Politische Perspektiven:
III.8. Dienstleistung statt Bürokratie - für ein modernes Staatsverständnis

(1) Der Staat hat für den Interessensausgleich in der Gesellschaft zu sorgen, um den sozialen Zusammenhalt und die soziale Sicherheit und damit das friedliche Zusammenleben der Bürgerinnen und Bürger zu gewährleisten. Die Organe des Staates und deren Handeln müssen demokratisch legitimiert sein. Ein dauerhafter innerer Frieden der Gesellschaft kann nur durch Anwendung von allgemein anerkannten fairen Regeln und die gerechte und gleiche Behandlung der Bürgerinnen und Bürger erreicht werden.

(2) Wir glauben nicht, daß der Rückzug des Staates ein Wert an sich ist. Wir sind überzeugt, daß Deregulierung als Selbstzweck zu einer Spaltung der Gesellschaft führen kann. Wir sehen aber ebenso klar die Gefahr eines Übermaßes an Regulierung und Bürokratie, das die Menschen in ihrer Freiheit einengt statt ihnen zu helfen. Wir glauben, daß der Weg zu einem zukunftsorientierten Staatswesen nicht von mehr oder weniger Regeln, sondern von besseren und sinnvollen Regeln bestimmt wird.

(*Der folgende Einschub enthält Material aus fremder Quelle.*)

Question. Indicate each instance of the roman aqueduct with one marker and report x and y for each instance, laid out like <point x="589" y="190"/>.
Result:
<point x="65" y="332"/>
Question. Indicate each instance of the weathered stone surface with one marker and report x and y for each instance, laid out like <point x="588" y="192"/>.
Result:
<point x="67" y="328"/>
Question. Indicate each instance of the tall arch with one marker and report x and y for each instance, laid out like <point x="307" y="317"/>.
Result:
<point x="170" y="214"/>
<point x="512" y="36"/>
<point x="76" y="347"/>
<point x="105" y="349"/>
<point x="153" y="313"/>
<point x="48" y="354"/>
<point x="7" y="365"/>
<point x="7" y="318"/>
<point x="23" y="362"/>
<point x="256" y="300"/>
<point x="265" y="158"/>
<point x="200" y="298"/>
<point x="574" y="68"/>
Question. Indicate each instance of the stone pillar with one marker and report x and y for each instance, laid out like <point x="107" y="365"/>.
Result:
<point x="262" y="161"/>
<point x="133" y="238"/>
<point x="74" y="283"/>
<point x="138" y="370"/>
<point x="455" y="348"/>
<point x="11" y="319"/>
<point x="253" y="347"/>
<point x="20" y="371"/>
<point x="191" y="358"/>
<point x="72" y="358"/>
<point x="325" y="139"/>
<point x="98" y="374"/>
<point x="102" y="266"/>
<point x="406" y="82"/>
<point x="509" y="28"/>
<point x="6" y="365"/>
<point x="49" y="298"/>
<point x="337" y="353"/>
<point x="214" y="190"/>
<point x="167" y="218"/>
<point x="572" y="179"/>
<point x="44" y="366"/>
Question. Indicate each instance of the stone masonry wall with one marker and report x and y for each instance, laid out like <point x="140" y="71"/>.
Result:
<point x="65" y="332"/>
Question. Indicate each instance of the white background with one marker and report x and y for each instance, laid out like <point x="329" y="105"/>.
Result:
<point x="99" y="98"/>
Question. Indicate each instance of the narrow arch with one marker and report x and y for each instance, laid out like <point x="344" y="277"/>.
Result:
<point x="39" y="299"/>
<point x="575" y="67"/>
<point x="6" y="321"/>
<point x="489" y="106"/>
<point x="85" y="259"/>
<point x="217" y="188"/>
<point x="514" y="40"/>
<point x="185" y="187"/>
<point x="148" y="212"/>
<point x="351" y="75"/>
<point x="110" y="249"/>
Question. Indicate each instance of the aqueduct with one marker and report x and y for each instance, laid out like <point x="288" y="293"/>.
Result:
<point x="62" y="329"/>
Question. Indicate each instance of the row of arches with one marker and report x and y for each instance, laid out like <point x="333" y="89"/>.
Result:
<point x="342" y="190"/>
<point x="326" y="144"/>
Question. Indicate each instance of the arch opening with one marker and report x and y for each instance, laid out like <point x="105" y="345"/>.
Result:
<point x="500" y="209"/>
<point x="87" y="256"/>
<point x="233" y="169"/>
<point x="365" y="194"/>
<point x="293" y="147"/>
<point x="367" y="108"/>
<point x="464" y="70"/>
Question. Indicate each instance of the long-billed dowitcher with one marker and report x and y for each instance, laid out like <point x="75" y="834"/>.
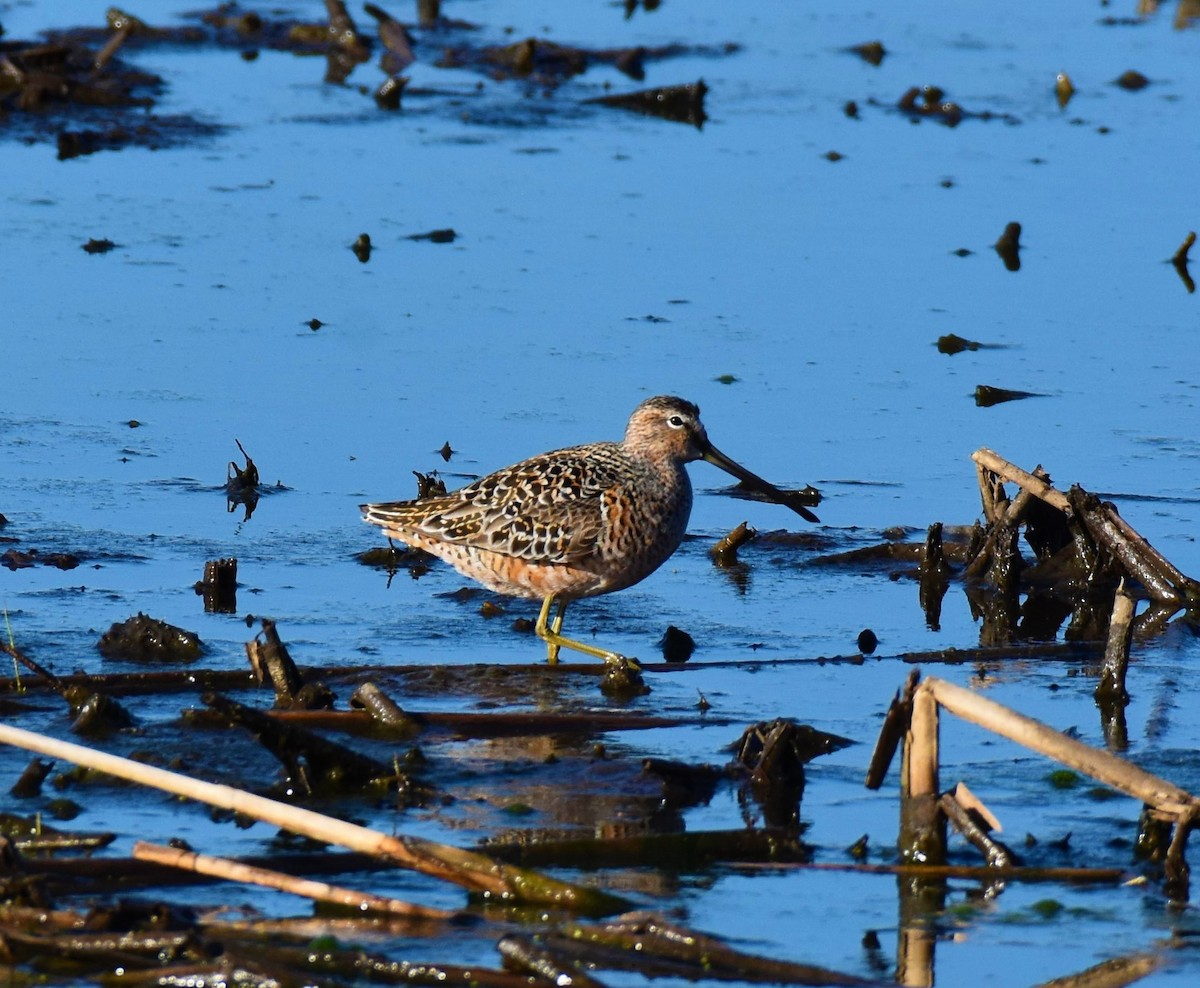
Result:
<point x="575" y="522"/>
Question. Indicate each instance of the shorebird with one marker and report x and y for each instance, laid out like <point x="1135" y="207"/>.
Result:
<point x="574" y="522"/>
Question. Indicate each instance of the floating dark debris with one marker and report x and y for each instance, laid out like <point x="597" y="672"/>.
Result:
<point x="144" y="639"/>
<point x="1181" y="262"/>
<point x="361" y="247"/>
<point x="987" y="395"/>
<point x="1132" y="81"/>
<point x="677" y="645"/>
<point x="435" y="235"/>
<point x="1063" y="89"/>
<point x="952" y="343"/>
<point x="683" y="103"/>
<point x="15" y="558"/>
<point x="870" y="52"/>
<point x="241" y="485"/>
<point x="1009" y="246"/>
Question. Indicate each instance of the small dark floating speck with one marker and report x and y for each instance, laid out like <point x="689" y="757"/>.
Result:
<point x="1132" y="81"/>
<point x="954" y="343"/>
<point x="1009" y="246"/>
<point x="871" y="52"/>
<point x="677" y="645"/>
<point x="985" y="395"/>
<point x="683" y="103"/>
<point x="445" y="235"/>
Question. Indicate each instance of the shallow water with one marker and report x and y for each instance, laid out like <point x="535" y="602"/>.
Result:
<point x="604" y="257"/>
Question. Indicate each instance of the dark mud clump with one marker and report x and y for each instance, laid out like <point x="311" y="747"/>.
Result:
<point x="148" y="640"/>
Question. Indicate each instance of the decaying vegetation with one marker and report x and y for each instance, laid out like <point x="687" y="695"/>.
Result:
<point x="82" y="89"/>
<point x="63" y="912"/>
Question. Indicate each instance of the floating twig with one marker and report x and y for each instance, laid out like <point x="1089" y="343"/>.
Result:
<point x="317" y="891"/>
<point x="468" y="869"/>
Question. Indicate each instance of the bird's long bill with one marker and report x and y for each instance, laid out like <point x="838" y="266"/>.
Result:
<point x="787" y="498"/>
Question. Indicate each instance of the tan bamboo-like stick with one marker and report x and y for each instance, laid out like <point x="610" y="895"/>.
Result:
<point x="982" y="872"/>
<point x="1132" y="554"/>
<point x="307" y="888"/>
<point x="466" y="868"/>
<point x="1182" y="584"/>
<point x="1114" y="972"/>
<point x="922" y="743"/>
<point x="987" y="492"/>
<point x="1164" y="796"/>
<point x="1116" y="652"/>
<point x="1035" y="485"/>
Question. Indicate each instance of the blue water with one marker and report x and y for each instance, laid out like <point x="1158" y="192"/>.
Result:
<point x="604" y="257"/>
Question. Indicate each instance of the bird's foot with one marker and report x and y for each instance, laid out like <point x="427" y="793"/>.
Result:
<point x="622" y="677"/>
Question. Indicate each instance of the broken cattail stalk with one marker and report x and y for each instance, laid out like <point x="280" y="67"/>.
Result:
<point x="220" y="586"/>
<point x="465" y="868"/>
<point x="307" y="888"/>
<point x="965" y="822"/>
<point x="725" y="552"/>
<point x="895" y="725"/>
<point x="1035" y="485"/>
<point x="1116" y="653"/>
<point x="1185" y="585"/>
<point x="1165" y="797"/>
<point x="1131" y="552"/>
<point x="922" y="826"/>
<point x="1013" y="515"/>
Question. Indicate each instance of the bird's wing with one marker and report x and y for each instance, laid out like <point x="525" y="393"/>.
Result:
<point x="550" y="508"/>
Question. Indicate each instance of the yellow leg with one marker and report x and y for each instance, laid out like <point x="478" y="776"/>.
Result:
<point x="550" y="632"/>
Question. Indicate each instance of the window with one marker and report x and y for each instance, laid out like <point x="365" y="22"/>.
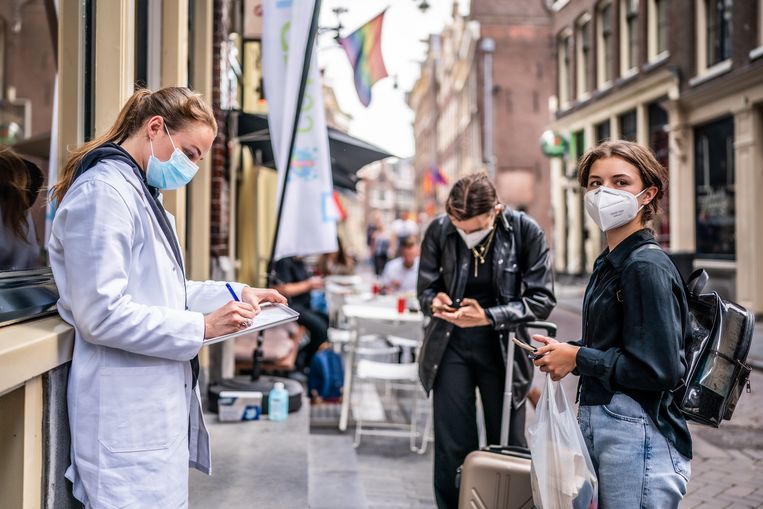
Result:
<point x="27" y="81"/>
<point x="658" y="142"/>
<point x="603" y="131"/>
<point x="628" y="126"/>
<point x="658" y="28"/>
<point x="718" y="19"/>
<point x="583" y="56"/>
<point x="605" y="45"/>
<point x="661" y="13"/>
<point x="564" y="49"/>
<point x="629" y="35"/>
<point x="714" y="191"/>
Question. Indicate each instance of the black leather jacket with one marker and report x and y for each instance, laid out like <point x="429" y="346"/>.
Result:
<point x="523" y="285"/>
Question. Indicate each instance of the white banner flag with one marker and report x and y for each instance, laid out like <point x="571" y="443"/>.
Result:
<point x="308" y="219"/>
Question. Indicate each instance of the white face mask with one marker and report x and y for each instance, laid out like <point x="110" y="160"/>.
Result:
<point x="474" y="238"/>
<point x="611" y="208"/>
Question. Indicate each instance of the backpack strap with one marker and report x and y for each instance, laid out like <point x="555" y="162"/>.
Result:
<point x="697" y="281"/>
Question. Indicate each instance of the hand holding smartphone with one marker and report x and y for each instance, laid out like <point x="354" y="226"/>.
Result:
<point x="443" y="308"/>
<point x="529" y="348"/>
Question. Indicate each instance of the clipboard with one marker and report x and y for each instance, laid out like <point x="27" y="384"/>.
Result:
<point x="270" y="316"/>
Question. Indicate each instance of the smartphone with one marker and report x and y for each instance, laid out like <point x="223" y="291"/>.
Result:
<point x="444" y="307"/>
<point x="529" y="348"/>
<point x="524" y="346"/>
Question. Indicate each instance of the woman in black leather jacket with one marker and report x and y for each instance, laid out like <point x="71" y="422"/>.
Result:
<point x="483" y="269"/>
<point x="635" y="322"/>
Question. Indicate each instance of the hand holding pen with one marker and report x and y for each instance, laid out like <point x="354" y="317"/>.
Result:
<point x="232" y="317"/>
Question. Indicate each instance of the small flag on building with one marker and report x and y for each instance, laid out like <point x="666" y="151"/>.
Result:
<point x="363" y="48"/>
<point x="437" y="177"/>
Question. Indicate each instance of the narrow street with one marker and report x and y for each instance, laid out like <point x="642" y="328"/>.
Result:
<point x="726" y="470"/>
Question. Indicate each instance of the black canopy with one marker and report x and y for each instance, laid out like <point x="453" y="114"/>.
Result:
<point x="348" y="154"/>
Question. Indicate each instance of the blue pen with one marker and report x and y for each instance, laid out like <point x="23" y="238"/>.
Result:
<point x="230" y="289"/>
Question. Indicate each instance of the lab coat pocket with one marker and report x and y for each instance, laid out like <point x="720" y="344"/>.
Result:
<point x="141" y="408"/>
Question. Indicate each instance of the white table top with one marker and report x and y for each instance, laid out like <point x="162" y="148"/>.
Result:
<point x="373" y="311"/>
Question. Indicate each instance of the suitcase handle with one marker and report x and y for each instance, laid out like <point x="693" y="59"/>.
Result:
<point x="549" y="327"/>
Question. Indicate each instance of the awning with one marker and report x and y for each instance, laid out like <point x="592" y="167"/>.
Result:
<point x="348" y="153"/>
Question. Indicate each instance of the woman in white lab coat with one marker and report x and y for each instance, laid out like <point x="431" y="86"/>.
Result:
<point x="134" y="409"/>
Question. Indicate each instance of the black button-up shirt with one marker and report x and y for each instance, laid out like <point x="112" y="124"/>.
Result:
<point x="635" y="321"/>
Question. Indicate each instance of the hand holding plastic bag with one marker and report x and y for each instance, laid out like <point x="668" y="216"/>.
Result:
<point x="562" y="473"/>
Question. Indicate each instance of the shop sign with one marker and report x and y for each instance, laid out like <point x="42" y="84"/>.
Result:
<point x="553" y="144"/>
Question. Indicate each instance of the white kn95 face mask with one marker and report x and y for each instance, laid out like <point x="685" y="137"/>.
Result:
<point x="611" y="208"/>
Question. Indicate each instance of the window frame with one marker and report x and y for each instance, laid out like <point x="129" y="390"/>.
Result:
<point x="583" y="55"/>
<point x="723" y="25"/>
<point x="564" y="67"/>
<point x="656" y="24"/>
<point x="706" y="167"/>
<point x="629" y="36"/>
<point x="604" y="45"/>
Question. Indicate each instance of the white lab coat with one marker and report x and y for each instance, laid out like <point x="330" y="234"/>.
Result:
<point x="135" y="423"/>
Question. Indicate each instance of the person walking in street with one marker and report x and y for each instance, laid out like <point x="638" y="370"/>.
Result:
<point x="134" y="406"/>
<point x="380" y="247"/>
<point x="400" y="274"/>
<point x="635" y="323"/>
<point x="483" y="269"/>
<point x="293" y="280"/>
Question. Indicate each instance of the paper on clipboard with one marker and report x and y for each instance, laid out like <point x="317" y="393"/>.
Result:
<point x="270" y="316"/>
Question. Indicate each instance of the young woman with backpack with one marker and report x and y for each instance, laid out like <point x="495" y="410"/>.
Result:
<point x="635" y="324"/>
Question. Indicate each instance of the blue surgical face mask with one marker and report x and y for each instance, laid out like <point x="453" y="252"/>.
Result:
<point x="176" y="172"/>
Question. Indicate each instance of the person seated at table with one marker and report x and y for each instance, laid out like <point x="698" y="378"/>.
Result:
<point x="400" y="273"/>
<point x="294" y="281"/>
<point x="339" y="263"/>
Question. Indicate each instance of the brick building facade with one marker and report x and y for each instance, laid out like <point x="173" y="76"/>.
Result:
<point x="449" y="103"/>
<point x="684" y="77"/>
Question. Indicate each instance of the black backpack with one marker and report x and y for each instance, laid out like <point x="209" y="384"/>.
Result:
<point x="716" y="354"/>
<point x="716" y="349"/>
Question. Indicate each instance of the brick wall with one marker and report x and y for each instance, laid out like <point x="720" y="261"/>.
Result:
<point x="220" y="214"/>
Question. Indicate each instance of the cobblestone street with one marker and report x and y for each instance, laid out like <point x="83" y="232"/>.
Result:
<point x="727" y="469"/>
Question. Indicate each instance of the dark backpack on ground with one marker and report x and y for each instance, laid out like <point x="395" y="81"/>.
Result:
<point x="720" y="335"/>
<point x="326" y="375"/>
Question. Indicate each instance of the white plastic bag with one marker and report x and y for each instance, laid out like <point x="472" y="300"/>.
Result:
<point x="562" y="473"/>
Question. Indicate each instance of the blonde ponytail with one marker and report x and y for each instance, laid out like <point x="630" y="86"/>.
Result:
<point x="178" y="106"/>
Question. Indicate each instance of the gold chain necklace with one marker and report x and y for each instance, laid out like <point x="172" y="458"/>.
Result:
<point x="480" y="251"/>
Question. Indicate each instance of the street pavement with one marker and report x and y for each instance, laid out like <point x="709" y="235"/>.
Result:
<point x="727" y="469"/>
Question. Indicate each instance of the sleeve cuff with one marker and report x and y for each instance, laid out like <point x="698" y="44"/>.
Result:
<point x="590" y="362"/>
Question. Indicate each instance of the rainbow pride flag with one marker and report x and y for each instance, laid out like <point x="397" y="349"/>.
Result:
<point x="363" y="48"/>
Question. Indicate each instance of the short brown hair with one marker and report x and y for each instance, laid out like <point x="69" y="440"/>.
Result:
<point x="471" y="196"/>
<point x="408" y="243"/>
<point x="178" y="106"/>
<point x="640" y="157"/>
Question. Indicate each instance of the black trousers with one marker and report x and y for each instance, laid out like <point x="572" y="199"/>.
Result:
<point x="317" y="325"/>
<point x="469" y="361"/>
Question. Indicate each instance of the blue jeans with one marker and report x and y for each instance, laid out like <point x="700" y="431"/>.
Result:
<point x="636" y="466"/>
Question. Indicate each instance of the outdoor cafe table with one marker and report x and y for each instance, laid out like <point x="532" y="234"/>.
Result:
<point x="379" y="310"/>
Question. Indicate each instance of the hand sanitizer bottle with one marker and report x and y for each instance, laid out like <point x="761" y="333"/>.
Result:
<point x="278" y="403"/>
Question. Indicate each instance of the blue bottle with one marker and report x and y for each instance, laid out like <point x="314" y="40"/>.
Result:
<point x="278" y="403"/>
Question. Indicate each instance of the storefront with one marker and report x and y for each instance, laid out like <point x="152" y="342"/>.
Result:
<point x="66" y="68"/>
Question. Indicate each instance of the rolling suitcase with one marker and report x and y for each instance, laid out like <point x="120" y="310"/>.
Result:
<point x="498" y="476"/>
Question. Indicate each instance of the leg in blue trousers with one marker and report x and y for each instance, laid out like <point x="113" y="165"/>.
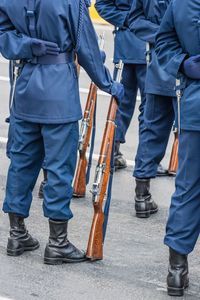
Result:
<point x="158" y="119"/>
<point x="32" y="142"/>
<point x="133" y="78"/>
<point x="183" y="225"/>
<point x="153" y="139"/>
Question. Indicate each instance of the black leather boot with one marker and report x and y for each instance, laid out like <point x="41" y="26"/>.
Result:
<point x="144" y="205"/>
<point x="177" y="279"/>
<point x="161" y="171"/>
<point x="119" y="160"/>
<point x="40" y="193"/>
<point x="20" y="240"/>
<point x="59" y="250"/>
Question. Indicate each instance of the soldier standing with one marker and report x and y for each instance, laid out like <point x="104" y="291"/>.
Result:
<point x="178" y="48"/>
<point x="145" y="18"/>
<point x="44" y="35"/>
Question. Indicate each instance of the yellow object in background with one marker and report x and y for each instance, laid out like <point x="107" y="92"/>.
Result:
<point x="96" y="19"/>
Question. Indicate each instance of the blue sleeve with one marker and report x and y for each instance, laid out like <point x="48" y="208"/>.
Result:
<point x="108" y="11"/>
<point x="89" y="56"/>
<point x="13" y="45"/>
<point x="168" y="48"/>
<point x="143" y="28"/>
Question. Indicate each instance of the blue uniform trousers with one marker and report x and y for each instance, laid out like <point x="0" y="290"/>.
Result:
<point x="133" y="77"/>
<point x="183" y="224"/>
<point x="158" y="120"/>
<point x="32" y="142"/>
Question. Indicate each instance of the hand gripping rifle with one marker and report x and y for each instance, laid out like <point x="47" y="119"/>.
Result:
<point x="173" y="164"/>
<point x="84" y="137"/>
<point x="98" y="228"/>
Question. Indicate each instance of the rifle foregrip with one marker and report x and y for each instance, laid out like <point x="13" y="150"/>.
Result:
<point x="95" y="243"/>
<point x="80" y="178"/>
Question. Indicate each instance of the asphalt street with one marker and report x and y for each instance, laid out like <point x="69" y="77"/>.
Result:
<point x="135" y="260"/>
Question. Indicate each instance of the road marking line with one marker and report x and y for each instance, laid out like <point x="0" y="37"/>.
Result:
<point x="95" y="157"/>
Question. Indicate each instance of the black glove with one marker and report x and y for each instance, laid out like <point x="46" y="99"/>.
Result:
<point x="117" y="91"/>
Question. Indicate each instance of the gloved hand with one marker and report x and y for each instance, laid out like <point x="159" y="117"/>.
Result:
<point x="41" y="48"/>
<point x="117" y="91"/>
<point x="191" y="67"/>
<point x="103" y="56"/>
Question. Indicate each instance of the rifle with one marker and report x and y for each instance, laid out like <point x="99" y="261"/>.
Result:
<point x="98" y="228"/>
<point x="173" y="164"/>
<point x="84" y="137"/>
<point x="16" y="68"/>
<point x="78" y="66"/>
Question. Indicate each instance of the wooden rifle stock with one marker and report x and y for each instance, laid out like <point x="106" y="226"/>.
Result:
<point x="86" y="128"/>
<point x="173" y="164"/>
<point x="95" y="244"/>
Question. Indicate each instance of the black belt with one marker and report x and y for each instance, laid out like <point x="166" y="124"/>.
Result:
<point x="61" y="58"/>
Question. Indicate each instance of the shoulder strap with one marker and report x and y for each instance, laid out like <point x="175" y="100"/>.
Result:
<point x="80" y="25"/>
<point x="31" y="17"/>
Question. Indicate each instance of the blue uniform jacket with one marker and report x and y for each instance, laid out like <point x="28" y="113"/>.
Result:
<point x="127" y="46"/>
<point x="178" y="37"/>
<point x="145" y="18"/>
<point x="50" y="93"/>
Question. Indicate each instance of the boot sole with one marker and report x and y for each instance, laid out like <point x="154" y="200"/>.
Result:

(3) Wir brauchen einen aktiven, das heißt einen leistungsfähigen und effizienten Staat, der seine Abläufe an zeitgemäßen Modellen orientiert: Es muß mehr Autonomie, Eigeninitiative und Entscheidungsverantwortung des und der Einzelnen, entsprechend flachere Hierarchien sowie mehr Kundenorientierung und mehr Leistungsorientierung geben.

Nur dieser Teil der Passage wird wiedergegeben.